Kruisgewelf

Uit Wikipedia, de vrije encyclopedie

Het kruisgewelf of kruisgraatgewelf is een gewelfvorm.

Toelichting[bewerken | brontekst bewerken]

Voorbeeld van een kruisgewelf in de crypte onder de Kathedraal Notre-Dame te Bayeux
Schematisch bovenaanzicht van een kruisgewelf.

Het kruisgewelf niet te verwarren met een kloostergewelf, is een gewelfvorm van het type graatgewelf die in de Romeinse bouwkunst voor het eerst werd toegepast en daarna op grotere schaal werd gebruikt in romaanse kerken.
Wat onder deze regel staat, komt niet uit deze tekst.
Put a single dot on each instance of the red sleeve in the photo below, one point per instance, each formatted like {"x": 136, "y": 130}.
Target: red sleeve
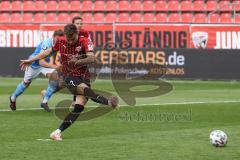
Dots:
{"x": 87, "y": 45}
{"x": 56, "y": 46}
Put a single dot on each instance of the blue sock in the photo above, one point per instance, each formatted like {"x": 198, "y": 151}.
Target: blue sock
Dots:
{"x": 19, "y": 90}
{"x": 52, "y": 87}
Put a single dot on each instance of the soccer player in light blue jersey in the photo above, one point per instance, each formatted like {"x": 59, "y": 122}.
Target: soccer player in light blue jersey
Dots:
{"x": 35, "y": 69}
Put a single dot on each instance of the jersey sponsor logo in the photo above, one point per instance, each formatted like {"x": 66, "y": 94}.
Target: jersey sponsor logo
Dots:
{"x": 63, "y": 47}
{"x": 90, "y": 47}
{"x": 44, "y": 48}
{"x": 200, "y": 39}
{"x": 78, "y": 49}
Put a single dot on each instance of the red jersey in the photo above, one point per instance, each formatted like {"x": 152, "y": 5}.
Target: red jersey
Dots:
{"x": 67, "y": 52}
{"x": 84, "y": 33}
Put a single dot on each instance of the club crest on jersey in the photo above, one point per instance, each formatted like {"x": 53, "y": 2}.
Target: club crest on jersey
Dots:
{"x": 78, "y": 49}
{"x": 63, "y": 47}
{"x": 200, "y": 39}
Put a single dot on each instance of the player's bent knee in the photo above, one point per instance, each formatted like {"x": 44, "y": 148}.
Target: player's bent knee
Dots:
{"x": 78, "y": 108}
{"x": 27, "y": 83}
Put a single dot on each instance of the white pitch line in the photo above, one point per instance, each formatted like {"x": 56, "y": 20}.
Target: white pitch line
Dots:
{"x": 44, "y": 140}
{"x": 140, "y": 105}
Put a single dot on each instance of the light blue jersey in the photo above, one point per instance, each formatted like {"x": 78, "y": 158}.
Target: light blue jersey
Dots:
{"x": 44, "y": 45}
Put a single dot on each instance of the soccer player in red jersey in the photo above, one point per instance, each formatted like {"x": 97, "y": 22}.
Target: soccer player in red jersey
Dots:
{"x": 75, "y": 73}
{"x": 77, "y": 21}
Het kruisgewelf ontstaat als twee gelijke tongewelven elkaar haaks snijden. De ontstane diagonalen vormen dan een rug aan de onderzijde. Deze noemt men graten. Deze graten van een kruisgewelf vormen een diagonaalboog.

De lijnen van de twee halve cilinders treffen elkaar in het midden, zodat een kruisvorm ontstaat. De gewelfkappen zijn zelf de dragende elementen, in tegenstelling tot een kruisribgewelf, waar de ribben de dragende elementen zijn. Doordat de kappen tegen elkaar liggen, heffen zij de druk op en geleiden zij die naar een muur of pilaar.

Er bestaan ook kruisgewelven met ribben die nochtans geen kruisribgewelven zijn. Bij kruisgewelven werden soms ribben na de constructie van de gewelven aangebracht, dit ter decoratie of als extra ondersteuning.